The most obvious advantage of this role will be his profile, though. He is a relevant, popular public-facing person for the new Williams regime who has more profile than Capito or Dorilton’s choice as team principal Simon Roberts. He also gives Dorilton a clear link to the team’s history at the same time and the ‘reunion’ element of Button’s appointment has already been played up a lot.
Sentimentality doesn’t win anything on-track in F1, but it has its advantages. That is the ambassadorial side of the job. How much more than that it will be depends on what Button has to offer behind-the-scenes.
He is already espousing a view that backs the new ownership’s approach – “they’re not afraid of change” – and given the respect Button will command that might be beneficial in terms of getting everybody on the shop floor buying into ‘life after the Williams family’.
But there will be limitations on what Button’s brings from the management consultant side, for lack of a better description.
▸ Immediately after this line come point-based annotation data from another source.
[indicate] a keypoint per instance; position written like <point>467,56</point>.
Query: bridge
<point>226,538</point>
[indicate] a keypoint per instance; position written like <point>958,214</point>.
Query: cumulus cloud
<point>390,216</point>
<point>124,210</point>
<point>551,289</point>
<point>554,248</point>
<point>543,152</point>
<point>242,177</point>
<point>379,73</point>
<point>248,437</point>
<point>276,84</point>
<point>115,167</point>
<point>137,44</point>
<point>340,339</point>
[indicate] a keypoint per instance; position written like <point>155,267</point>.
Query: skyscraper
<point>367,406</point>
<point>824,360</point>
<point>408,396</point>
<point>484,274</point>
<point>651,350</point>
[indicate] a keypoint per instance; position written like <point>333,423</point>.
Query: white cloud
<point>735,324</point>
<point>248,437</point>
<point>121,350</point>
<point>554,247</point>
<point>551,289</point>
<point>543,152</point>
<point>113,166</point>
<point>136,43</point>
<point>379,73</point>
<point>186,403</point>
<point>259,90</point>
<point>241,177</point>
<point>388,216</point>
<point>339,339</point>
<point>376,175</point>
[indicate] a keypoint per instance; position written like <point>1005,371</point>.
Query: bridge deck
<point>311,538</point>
Dorilton has already begun a long process of improving things at the team’s base as that is where the team’s main limitations were, while also committing to major strategic moves such as an enhanced Mercedes technical partnership.
Button has not influenced those decisions and he is not going to relocate to Grove and work there full-time. So, he will need to find other ways to be more than just a fashionable team representative who speaks well on camera and boosts morale.
But he has spoken enthusiastically about the task ahead, being part of Williams’s attempted recovery, and reuniting with a team close to his heart – and the fact it’s a multi-year deal suggests both parties see this as a serious and worthwhile collaboration.
“I look forward to working with them and however much I can help I will,” says Button.
“Everyone needs to be pulling their weight. Everyone needs to give 100%. The team needs to be passionate, every single person that works there it can’t be just the job, it needs to be the passion and the love for the sport.
“That’s the only way that we’re going to fight at the front again.”